V

 

 

 

À PARTIR de ce jour, je contemplai les visages de mon père et de Gisèle avec la curiosité insolente et glacée d’un passant. Je les voyais de très loin, de très haut. Ils grimaçaient, babillaient, vivotaient dans un monde dont je m’étais enfui et qui demeurait sans liens avec celui où j’avais cherché refuge. Ils donnaient de l’importance à des questions que l’éloignement me révélait futiles, affichaient des joies et des tristesses éclatantes pour des objets qui ne les méritaient pas, prenaient grand soin de me cacher les vérités que j’avais depuis longtemps découvertes, s’agitaient mesquins, ignorants, débiles et pleins d’une suffisance qui ne me révoltait plus.

Tous les matins, Gisèle arrivait fardée et sautillante, pendant que mon père et moi prenions notre petit déjeuner dans la cuisine. Elle nous regardait manger avec une tendresse amusée. Parfois, elle jouait la convoitise :

« Z’en veux auzi ! »

Elle mâchillait une tartine de confitures. Puis, elle tendait les doigts à mon père en gémissant : « Je mange comme une petite sale… » Mon père essuyait les phalanges l’une après l’autre, d’un air grave, pendant qu’elle lui chatouillait la paume de la pointe de l’ongle. « Et ça ? » disait-elle ensuite.
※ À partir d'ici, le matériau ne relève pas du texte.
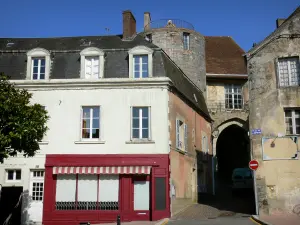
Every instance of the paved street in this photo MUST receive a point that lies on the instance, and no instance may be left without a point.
(217, 221)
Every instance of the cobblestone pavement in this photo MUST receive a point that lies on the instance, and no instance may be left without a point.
(217, 221)
(220, 209)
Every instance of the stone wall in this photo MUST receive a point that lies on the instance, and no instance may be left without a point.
(191, 61)
(184, 164)
(278, 181)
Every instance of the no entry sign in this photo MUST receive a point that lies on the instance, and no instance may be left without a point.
(253, 165)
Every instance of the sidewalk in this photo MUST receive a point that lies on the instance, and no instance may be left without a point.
(161, 222)
(281, 219)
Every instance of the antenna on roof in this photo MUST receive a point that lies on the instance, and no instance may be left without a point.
(107, 29)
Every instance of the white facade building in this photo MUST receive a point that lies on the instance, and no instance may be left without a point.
(64, 101)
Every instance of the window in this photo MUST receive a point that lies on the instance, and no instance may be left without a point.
(140, 62)
(93, 192)
(233, 97)
(140, 69)
(205, 146)
(91, 67)
(186, 41)
(37, 185)
(289, 71)
(92, 63)
(140, 123)
(181, 135)
(38, 64)
(13, 175)
(292, 121)
(38, 68)
(90, 122)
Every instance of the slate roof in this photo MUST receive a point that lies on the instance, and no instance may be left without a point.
(65, 61)
(224, 56)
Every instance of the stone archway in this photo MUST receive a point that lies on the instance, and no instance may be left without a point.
(223, 125)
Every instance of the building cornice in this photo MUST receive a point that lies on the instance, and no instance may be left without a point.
(227, 76)
(106, 83)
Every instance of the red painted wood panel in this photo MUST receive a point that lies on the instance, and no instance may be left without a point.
(52, 216)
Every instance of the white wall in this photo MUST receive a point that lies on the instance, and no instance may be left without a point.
(64, 107)
(64, 125)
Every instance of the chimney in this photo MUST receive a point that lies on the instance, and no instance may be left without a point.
(147, 20)
(129, 24)
(279, 22)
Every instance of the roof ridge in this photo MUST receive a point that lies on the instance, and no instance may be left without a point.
(181, 71)
(277, 30)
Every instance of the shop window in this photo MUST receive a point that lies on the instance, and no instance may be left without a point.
(181, 135)
(141, 195)
(37, 185)
(93, 192)
(160, 193)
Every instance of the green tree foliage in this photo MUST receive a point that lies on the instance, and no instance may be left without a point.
(22, 124)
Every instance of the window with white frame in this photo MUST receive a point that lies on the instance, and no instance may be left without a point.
(92, 192)
(140, 123)
(37, 185)
(91, 67)
(38, 68)
(90, 122)
(38, 64)
(289, 71)
(292, 121)
(233, 96)
(186, 41)
(205, 145)
(13, 175)
(92, 63)
(181, 135)
(140, 62)
(140, 69)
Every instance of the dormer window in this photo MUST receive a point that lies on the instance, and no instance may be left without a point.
(91, 67)
(92, 63)
(38, 64)
(38, 68)
(140, 69)
(140, 62)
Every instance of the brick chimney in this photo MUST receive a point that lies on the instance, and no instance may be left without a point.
(147, 20)
(279, 22)
(129, 24)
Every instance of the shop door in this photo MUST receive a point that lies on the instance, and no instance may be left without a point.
(141, 197)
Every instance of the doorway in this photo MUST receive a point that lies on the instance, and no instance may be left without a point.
(10, 198)
(141, 196)
(233, 153)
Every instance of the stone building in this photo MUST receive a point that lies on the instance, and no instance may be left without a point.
(117, 105)
(218, 68)
(227, 100)
(274, 101)
(182, 43)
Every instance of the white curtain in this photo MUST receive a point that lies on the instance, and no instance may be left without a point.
(109, 188)
(87, 188)
(66, 188)
(141, 195)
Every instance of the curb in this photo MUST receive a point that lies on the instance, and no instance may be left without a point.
(180, 210)
(256, 219)
(163, 222)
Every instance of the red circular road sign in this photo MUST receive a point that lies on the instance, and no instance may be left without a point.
(253, 165)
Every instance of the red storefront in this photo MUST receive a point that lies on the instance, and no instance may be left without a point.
(98, 188)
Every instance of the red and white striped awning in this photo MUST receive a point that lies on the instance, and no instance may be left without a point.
(103, 170)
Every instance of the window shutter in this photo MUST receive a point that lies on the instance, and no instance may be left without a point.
(177, 134)
(185, 138)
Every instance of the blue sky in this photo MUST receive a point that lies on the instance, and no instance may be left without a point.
(246, 21)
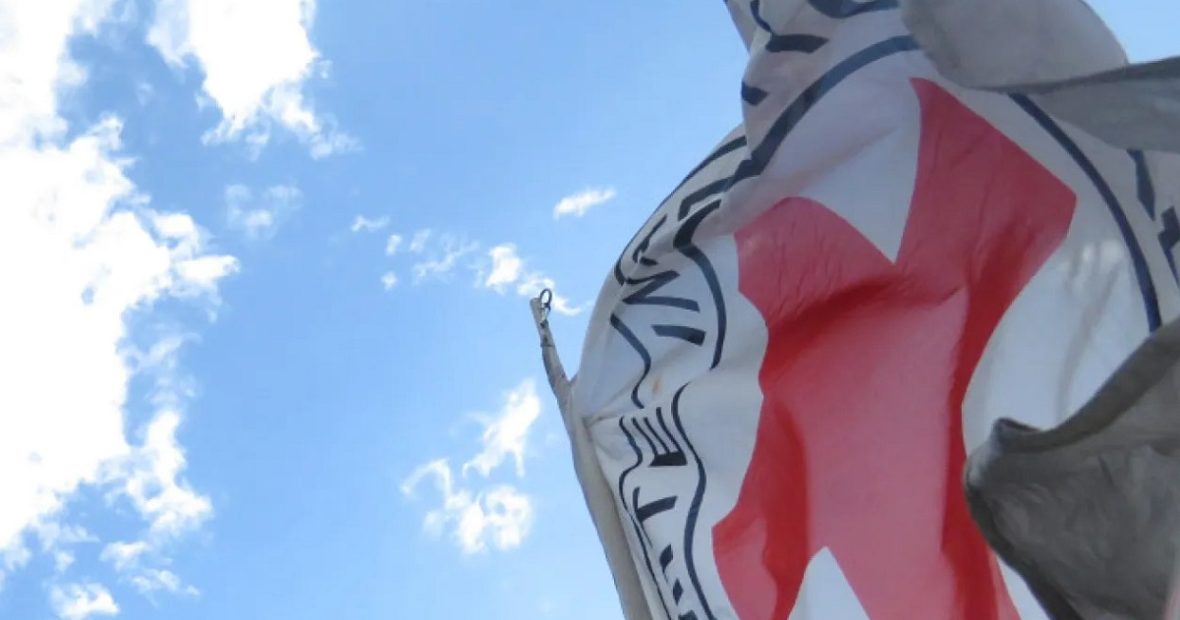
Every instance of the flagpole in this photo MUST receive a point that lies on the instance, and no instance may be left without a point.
(595, 489)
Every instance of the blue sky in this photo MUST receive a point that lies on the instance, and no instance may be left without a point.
(251, 422)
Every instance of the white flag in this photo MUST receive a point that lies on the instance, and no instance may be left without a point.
(910, 235)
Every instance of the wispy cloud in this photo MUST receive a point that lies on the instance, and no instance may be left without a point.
(507, 272)
(506, 435)
(388, 280)
(479, 515)
(257, 216)
(577, 204)
(79, 601)
(451, 249)
(256, 58)
(365, 224)
(93, 259)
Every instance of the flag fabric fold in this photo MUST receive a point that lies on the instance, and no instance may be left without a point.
(791, 360)
(1087, 511)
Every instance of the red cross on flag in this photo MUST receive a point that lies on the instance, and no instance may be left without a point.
(922, 226)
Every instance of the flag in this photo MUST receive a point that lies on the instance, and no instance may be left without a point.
(932, 216)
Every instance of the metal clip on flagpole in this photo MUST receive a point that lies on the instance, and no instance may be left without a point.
(585, 464)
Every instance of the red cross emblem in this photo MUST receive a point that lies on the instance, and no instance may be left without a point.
(859, 445)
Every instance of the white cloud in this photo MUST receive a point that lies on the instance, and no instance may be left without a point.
(151, 581)
(124, 555)
(497, 516)
(256, 58)
(393, 245)
(507, 271)
(364, 224)
(444, 261)
(582, 202)
(79, 601)
(506, 267)
(388, 280)
(259, 216)
(89, 256)
(506, 434)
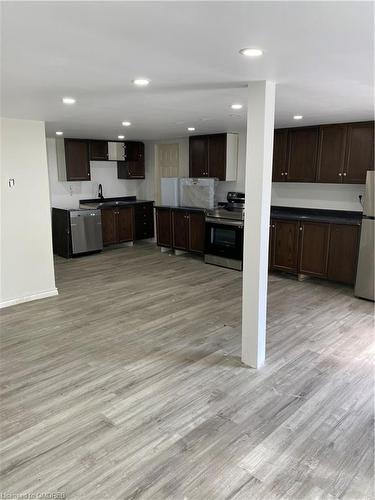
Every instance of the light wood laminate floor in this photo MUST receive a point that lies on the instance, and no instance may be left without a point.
(129, 385)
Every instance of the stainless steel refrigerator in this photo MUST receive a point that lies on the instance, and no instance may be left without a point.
(188, 192)
(364, 285)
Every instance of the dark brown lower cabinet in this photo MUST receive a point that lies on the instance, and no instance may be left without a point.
(117, 225)
(164, 227)
(109, 226)
(317, 249)
(144, 221)
(313, 248)
(343, 253)
(196, 232)
(125, 224)
(180, 229)
(284, 249)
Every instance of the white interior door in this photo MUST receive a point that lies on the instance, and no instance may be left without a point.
(167, 164)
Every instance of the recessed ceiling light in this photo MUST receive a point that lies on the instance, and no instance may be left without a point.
(251, 52)
(141, 82)
(69, 100)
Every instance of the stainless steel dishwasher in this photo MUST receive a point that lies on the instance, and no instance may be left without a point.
(86, 231)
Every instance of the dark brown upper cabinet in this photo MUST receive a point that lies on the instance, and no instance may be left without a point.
(303, 146)
(198, 156)
(217, 155)
(359, 152)
(98, 150)
(214, 155)
(336, 153)
(73, 159)
(331, 153)
(133, 166)
(280, 155)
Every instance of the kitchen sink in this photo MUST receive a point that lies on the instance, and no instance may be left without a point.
(104, 204)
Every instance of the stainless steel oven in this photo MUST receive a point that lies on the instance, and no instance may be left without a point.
(224, 242)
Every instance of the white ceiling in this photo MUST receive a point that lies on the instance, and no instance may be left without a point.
(319, 53)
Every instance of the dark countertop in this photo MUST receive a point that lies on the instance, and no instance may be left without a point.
(317, 215)
(178, 207)
(119, 200)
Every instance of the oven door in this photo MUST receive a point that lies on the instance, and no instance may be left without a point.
(224, 238)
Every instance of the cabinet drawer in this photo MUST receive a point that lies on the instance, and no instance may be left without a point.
(144, 230)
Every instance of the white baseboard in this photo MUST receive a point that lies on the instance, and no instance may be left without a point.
(28, 298)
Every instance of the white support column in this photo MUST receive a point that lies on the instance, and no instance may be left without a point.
(259, 152)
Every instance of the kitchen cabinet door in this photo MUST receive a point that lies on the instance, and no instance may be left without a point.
(133, 166)
(144, 221)
(280, 155)
(134, 151)
(313, 249)
(125, 224)
(180, 230)
(196, 231)
(217, 156)
(77, 160)
(98, 150)
(285, 245)
(303, 145)
(359, 152)
(343, 253)
(198, 156)
(164, 227)
(331, 153)
(270, 245)
(109, 226)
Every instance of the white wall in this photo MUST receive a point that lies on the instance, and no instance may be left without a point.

Et elle tendait ses lèvres jusqu’à découvrir leur revers luisant. Mon père s’approchait, tapotait la bouche offerte avec sa pochette de soie. Elle en profitait pour lui baiser les doigts furtivement. Il se relevait, un peu pâle, secouait le mouchoir maculé de fortes empreintes, disait d’une voix étranglée :

« Tu te mets trop de rouge. » (Ils se tutoyaient à présent.)

Elle fixait sur lui des yeux d’un azur innocent : « Trop ? Ça ne te plaît pas ? Regarde ! » Et, lui tirant le mouchoir de la poche, elle effaçait les derniers vestiges du fard.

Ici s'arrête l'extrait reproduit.